PENAJAM, Seputarkata.com – Menteri Pertanian RI, Andi Amran Sulaiman, melakukan kunjungan kerja ke Kecamatan Babulu, Kabupaten Penajam Paser Utara (PPU), Kalimantan Timur, pada Jumat, 9 Mei 2025.
Kunjungan ini dilakukan dalam rangka memperkuat program swasembada pangan di wilayah yang diproyeksikan menjadi lumbung pangan di Kaltim tersebut.
Dalam kesempatan itu, Kepala Dinas Pertanian PPU, Andi Trasodiharto, menyoroti pentingnya ketersediaan alat pertanian yang sesuai dengan kondisi lahan setempat. Ia menyampaikan bahwa jenis lahan di Babulu lebih cocok diolah menggunakan rotavator dibandingkan alat lainnya.
“Tanah di Babulu cenderung becek dan dalam, jadi lebih pas menggunakan rotavator. Kalau pakai Deer 4, kami harus menambah roda besi agar bisa berfungsi optimal,” jelas Andi.
Selain rotavator, Andi juga mengungkapkan kebutuhan mendesak akan tambahan alat komben padi. Ia menyampaikan bahwa sebagian besar unit yang ada saat ini sudah berusia tua dan jumlahnya belum mencukupi untuk mengelola area sawah seluas 5.898 hektare.
“Saat ini kita hanya memiliki sekitar 20 unit alat komben padi. Itu belum cukup.
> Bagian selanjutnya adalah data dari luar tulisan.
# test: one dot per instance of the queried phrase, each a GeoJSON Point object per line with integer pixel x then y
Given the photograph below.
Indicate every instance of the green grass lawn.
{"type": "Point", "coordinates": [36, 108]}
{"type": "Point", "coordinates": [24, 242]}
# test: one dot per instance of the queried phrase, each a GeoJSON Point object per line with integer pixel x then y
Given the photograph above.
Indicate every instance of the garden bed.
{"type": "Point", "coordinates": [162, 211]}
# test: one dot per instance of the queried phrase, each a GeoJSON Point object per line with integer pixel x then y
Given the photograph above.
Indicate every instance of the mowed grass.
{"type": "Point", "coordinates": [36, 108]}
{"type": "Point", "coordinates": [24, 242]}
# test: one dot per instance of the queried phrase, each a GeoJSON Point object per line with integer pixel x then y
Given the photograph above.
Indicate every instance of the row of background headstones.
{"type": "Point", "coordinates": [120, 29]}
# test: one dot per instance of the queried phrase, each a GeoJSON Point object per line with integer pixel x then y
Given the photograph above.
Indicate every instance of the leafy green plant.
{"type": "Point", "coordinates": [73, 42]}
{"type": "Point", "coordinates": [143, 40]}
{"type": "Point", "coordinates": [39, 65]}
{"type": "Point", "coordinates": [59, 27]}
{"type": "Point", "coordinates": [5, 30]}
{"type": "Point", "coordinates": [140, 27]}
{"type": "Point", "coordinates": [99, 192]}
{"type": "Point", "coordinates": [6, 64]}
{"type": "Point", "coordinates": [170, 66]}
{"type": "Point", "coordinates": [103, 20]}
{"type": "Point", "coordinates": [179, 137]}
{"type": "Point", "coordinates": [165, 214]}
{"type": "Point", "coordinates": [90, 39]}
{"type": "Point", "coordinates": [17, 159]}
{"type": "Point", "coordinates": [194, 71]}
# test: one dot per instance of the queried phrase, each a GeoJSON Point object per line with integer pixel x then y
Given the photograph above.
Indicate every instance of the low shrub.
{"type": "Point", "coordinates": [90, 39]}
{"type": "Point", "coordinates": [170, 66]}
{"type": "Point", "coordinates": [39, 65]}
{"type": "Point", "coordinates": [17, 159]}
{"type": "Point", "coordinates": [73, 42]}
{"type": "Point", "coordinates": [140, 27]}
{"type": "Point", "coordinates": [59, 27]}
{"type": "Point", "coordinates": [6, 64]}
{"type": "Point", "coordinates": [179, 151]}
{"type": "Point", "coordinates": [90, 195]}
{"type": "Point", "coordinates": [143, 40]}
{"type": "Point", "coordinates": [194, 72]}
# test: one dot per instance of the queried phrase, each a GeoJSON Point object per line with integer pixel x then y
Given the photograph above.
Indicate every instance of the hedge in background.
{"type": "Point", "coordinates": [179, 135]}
Karena itu, kami mengusulkan kepada Menteri untuk pengadaan alat baru guna mendukung produktivitas pertanian,” ujarnya.
Permintaan tersebut diharapkan dapat segera direspons oleh Kementerian Pertanian agar program swasembada pangan di PPU dapat berjalan lebih efektif dan maksimal. (*/ADV/Diskominfo PPU/jan)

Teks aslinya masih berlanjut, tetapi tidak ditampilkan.